Bitte mal die Hand heben: Wer verliert schon gerne an Bedeutung? Klar, niemand, da bilden Politiker keine Ausnahme. Schließlich haben sie meist lange ziemlich viel getan, um an Einfluss zu gewinnen. In der Regel haben sie sich hochgearbeitet, Freizeit geopfert, sich reingekniet, hervorgetan und gleichzeitig angepasst, mit den richtigen Leuten umgeben und das Lied der Partei ge-sungen.
Die SPD-Landesvorsitzende und Bürgerschaftsabgeordnete Sascha Aulepp möchte ihre Macht nicht teilen, in ihrer einflussreichen Funktion nicht und nicht als SPD. Das ist nachvollziehbar, als Anspruch in seiner simplen Klarheit aber weithin verpönt. Deshalb hat sie in einem Mitgliederbrief ihre Botschaft sorgsam verpackt: Die Initiative des Vereins „Mehr Demokratie“, die einen Volksentscheid für mehr Wählereinfluss bei den Bürgerschaftswahlen zum Ziel hat, bedient laut Aulepp „sattsam bekannte parteienfeindliche Vorurteile“. Der Vorstoß sei „letztlich, wenn auch sicher ungewollt, Wasser auf die Mühlen der rechtspopulistischen Demokratiefeinde“.
Ein Vorstoß für mehr direkte Demokratie und dann das? In Bremen? Dem Bundesland, das seinen Bürgern nah sein, sie fortwährend anhören und einbinden will? In dem Bremen, in dem die Worte Bürgerbeteiligung und Teilhabe derart Hochkonjunktur haben, dass sie in Behörden für das Verfassen von Senatsvorlagen aller Art auf Speichertaste liegen müssten? Was ist geschehen?
Das: „Mehr Demokratie“ sammelt bis Mitte Oktober Unterschriften, um das Wahlrecht erneut zu ändern, das – jetzt wird es kompliziert – im Februar vom Parlament bereits geändert worden war, weil die Änderung von 2006 der Mehrheit der Abgeordneten zu weit geht. Anlass für die erste Änderung im Jahr 2006 war – überwiegend – nicht Einsicht, sondern Zwang in Form von 70 000 Unterschriften, die „Mehr Demokratie“ zusammengetragen hatte; das Parlament kam mit seiner Entscheidung einem Volksentscheid zuvor. Seit 2011 können die Wähler deshalb fünf Stimmen vergeben, sie häufeln oder mischen und so politische Nobodys in die Bürgerschaft katapultieren.

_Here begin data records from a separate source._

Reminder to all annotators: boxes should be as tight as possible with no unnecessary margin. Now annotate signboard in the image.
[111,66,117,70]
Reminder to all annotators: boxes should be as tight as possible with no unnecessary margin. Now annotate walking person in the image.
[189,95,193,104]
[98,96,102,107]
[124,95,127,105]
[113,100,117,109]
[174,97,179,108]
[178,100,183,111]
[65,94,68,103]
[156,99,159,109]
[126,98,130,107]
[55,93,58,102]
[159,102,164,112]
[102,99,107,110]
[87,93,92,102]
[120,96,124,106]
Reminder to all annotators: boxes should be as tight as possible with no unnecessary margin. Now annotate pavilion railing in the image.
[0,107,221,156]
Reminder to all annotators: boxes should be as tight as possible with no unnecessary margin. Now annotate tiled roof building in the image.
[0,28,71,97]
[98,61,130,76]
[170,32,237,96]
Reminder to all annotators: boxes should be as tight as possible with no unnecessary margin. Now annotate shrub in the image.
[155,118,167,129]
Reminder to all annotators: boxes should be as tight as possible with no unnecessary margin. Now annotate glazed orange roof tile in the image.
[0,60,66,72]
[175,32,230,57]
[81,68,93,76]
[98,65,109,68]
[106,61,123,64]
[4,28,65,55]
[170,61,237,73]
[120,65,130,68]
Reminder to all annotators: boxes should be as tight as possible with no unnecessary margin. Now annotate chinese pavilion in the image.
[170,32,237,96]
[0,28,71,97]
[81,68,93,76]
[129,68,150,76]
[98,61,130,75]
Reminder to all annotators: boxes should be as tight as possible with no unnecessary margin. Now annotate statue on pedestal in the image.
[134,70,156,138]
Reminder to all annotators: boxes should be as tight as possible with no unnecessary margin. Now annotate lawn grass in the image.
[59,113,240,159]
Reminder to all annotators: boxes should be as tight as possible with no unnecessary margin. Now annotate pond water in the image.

Die Wähler entscheiden also nicht mehr nur, wie viele Kandidaten auch Abgeordnete werden (was manche Parteien bei der anstehenden Wahl schon beunruhigt), sondern bestimmen auch mit, wer dort sitzt. 2011 und 2015 entschieden sie mehr mit, bei der nächsten Wahl werden sie es weniger können. 2023 vielleicht wieder mehr – sofern „Mehr Demokratie“ genug Unterschriften zusammenbekommt. Davor warnt Sascha Aulepp, nicht von ungefähr sind die eigenen Mitglieder Adressaten: Auch in der SPD war die Änderung der Wahlrechtsänderung umstritten. Die Fraktion stimmte ihr nicht einmal geschlossen zu.
Mehr direkte Demokratie könne unter Umständen der „Bildung einer starken und arbeitsfähigen Bürgerschaftsfraktion“ im Wege stehen, so Aulepp. Denn eine solche Bilderbuch-Fraktion werde durch die von der „Partei beschlossenen Reihung der Kandidaten“ begünstigt. Vornehm ausgedrückt: Nicht jeder gehört ins Parlament. Wer für ein Mandat qualifiziert ist und/oder es sich verdient hat, den hat die Partei mit einem sogenannten aussichtsreichen Listenplatz geadelt. Die anderen können nachrücken oder bestenfalls bei einem sensationellen Wahlergebnis als Hinterbänkler dienen.
Vergabe von Listenplätze erfolgt mit System
Die Kandidaten sind allerdings nicht irgendwer, sie haben ihren Platz nicht gekauft oder gewonnen, sie sind parteiintern handverlesen: Ortsvereine, Stadtbezirksverbände oder die gesamte Partei nominieren sie, eine Wahlkommission oder die Mitgliederversammlung weist ihnen Listenplätze zu. Dabei spielen Herkunft, Wohnort und Geschlecht eine Rolle – den Listen liegt ein kompliziertes System zugrunde, um jede Bevölkerungsgruppe ausreichend zu bedienen. Wenn aber Personenstimmen großes Gewicht haben, geht die Rechnung der Partei nicht auf. Das ist das Dumme an der Demokratie: Die Wähler machen, was sie wollen.
Das ist ihre Aufgabe. Dagegen ist es Aufgabe der Parteien, ein Kandidatenteam zusammenstellen, dessen Mitglieder im Parlament durchweg eine gute Figur machen. Es ihre Aufgabe, diese Auslese zu organisieren und mit diesem Angebot an die Wähler für sich zu werben. Sie müssen für geeigneten Nachwuchs sorgen und darüber diskutieren, wie umfangreich eine Kandidatenliste eigentlich sein muss. Diese Debatte will die SPD-Chefin offenbar nicht führen. Es ist leichter, sich mit „Mehr Demokratie“ anzulegen als mit „Mehr Sozialdemokratie“, sprich: den eigenen Leuten.